I woke up like everyone else that morning, but my mom and I were running late for school so we didn’t bother to turn the TV on to watch the news. We pulled up in front of my friend Graham’s house to pick him up for carpool, but his mom ran out, bawling. She told us there was a terrorist attack in New York, but she was too hysteric to tell us in any detail what had happened. I assumed that maybe there had been a kidnapping, and that someone was demanding some sort of ransom or else people would get hurt. On the way to school that idea started to break my heart.


Our school counselor came in to talk the 5th grade class (there were 44 of us) about everything that had already happened. We sat in Mrs. Fleming’s room and Mr. Knippenberg told us about the planes, the passengers, the towers, and the jumpers. I honestly didn’t know how to react, I was 11, how are you supposed to feel when you hear that people are throwing themselves from burning buildings hundreds of feet from the ground? Everything I’d assumed earlier was a worst-case scenario in my mind, and yet it was worse still. I understand that some of you reacted differently, but I didn’t know how, I didn’t understand how any of it was real. I didn’t understand how people could be that willing to end their lives and the lives of others. I just didn’t understand, and I still don’t. That lack of understanding make me angrier than I can ever remember being. I went home that day and yelled at the TV set until I couldn’t take any more. I hated them, I didn’t even know who I was hating, I just hated, and hated, and hated. After Mr. Knippenberg  was done, we went back to our teacher Mr. Lane’s classroom, and all I remember is him sitting in there, bleary-eyed and blank.


Mr. Lane’s best friend worked in the towers, and no one had heard from him since the attacks. He told us about growing up in New York in the 70’s when the WTC was built, watching it get taller year after year until it was done. That day, he saw it all come down in a cloud of dust, after just a few hours, with his closest friend inside. I’ve never understood Mr. Lane’s reaction until now. Despite losing everything he did, he not once spoke in anger of any of it. He was sad, and he was broken, but never resentful.

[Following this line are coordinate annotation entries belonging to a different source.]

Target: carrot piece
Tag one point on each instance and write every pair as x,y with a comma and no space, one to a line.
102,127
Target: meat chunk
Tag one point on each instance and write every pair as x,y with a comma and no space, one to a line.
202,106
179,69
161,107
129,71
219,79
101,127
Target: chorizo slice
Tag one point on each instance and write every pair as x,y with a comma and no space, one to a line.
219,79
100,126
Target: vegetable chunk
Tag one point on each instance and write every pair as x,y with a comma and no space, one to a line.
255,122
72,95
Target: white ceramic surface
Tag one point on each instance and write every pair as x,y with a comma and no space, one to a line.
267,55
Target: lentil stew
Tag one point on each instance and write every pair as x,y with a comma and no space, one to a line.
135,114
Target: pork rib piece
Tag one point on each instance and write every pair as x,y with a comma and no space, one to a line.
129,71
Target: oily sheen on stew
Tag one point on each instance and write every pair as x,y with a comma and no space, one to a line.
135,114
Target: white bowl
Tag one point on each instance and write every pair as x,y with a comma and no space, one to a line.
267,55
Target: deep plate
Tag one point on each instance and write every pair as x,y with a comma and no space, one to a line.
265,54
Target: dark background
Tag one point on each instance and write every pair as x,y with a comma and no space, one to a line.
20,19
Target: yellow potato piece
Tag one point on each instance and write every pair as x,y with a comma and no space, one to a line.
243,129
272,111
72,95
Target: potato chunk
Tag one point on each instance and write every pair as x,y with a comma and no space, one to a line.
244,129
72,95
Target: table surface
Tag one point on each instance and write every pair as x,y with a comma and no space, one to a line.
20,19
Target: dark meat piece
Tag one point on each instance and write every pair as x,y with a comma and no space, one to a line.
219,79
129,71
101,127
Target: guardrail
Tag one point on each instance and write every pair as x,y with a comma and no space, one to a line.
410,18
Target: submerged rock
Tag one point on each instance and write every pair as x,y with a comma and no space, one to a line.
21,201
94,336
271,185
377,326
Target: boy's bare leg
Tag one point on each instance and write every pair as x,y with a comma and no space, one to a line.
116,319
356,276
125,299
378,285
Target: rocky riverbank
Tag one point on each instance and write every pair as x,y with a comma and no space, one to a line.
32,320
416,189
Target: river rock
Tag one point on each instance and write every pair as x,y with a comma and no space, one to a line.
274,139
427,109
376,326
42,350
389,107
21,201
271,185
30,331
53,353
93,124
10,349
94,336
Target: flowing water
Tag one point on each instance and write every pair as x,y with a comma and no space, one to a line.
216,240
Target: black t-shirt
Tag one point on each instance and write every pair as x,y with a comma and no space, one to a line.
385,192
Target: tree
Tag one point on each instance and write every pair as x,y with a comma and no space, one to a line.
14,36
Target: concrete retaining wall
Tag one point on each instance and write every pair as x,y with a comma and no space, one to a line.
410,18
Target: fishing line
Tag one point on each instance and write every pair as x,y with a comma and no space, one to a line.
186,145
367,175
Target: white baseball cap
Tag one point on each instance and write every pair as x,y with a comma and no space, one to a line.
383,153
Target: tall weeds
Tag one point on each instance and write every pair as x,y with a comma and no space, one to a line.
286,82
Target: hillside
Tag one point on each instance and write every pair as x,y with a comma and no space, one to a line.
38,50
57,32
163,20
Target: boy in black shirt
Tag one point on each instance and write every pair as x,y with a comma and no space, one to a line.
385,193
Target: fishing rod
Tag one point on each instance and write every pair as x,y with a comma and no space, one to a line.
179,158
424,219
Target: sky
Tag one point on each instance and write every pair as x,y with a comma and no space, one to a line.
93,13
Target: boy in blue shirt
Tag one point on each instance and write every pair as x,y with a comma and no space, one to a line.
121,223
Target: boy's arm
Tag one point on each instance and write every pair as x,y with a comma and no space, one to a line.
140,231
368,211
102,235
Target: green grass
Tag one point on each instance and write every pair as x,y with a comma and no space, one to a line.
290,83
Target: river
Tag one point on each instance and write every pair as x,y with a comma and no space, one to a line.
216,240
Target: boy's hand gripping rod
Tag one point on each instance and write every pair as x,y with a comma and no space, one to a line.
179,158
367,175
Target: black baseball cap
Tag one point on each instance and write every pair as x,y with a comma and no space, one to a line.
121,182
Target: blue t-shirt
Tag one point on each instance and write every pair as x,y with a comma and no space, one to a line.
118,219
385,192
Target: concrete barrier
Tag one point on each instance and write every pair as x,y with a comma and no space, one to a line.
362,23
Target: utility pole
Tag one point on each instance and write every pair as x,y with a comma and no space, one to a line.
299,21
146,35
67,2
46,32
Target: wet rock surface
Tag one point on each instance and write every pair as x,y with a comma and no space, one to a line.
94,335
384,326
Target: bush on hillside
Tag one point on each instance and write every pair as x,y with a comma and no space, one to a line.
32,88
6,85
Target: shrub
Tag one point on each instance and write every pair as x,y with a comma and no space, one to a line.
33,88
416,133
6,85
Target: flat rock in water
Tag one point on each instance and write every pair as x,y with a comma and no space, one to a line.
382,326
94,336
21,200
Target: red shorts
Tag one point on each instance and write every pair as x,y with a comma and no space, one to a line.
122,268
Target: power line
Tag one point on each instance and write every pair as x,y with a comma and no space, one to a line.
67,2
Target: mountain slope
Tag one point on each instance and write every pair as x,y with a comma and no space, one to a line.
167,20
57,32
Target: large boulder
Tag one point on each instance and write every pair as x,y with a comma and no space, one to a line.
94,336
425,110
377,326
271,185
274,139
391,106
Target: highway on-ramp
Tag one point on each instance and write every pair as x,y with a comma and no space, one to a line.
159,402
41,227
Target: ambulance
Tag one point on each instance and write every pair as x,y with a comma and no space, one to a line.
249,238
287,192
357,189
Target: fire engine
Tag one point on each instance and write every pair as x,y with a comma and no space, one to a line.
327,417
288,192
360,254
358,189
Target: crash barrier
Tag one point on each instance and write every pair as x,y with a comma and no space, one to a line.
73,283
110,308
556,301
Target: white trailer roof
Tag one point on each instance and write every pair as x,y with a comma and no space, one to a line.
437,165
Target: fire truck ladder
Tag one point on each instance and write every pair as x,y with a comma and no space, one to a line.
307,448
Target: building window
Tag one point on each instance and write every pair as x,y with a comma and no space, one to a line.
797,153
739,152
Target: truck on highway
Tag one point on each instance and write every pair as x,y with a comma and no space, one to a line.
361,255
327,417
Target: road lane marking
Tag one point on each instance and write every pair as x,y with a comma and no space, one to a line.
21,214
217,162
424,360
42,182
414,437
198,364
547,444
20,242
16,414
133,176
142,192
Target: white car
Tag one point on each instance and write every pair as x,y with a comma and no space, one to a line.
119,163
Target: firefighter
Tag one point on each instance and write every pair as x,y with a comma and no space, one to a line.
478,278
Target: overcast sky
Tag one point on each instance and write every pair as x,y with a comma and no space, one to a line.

The men who flew the planes into the towers wanted to die for their God, but I want to live for mine. I want to take everything they’ve destroyed and simply rebuild. I don’t want to take what revenge we think we’re owed, I don’t want to destroy in the name of my God to show that He is more powerful. I want to prove His limitless power by walking away from hate, from the idea of retribution. I want to heal what’s been broken, and I want to heal the wounds of the injured and the enemy alike. I want to show how God truly loves.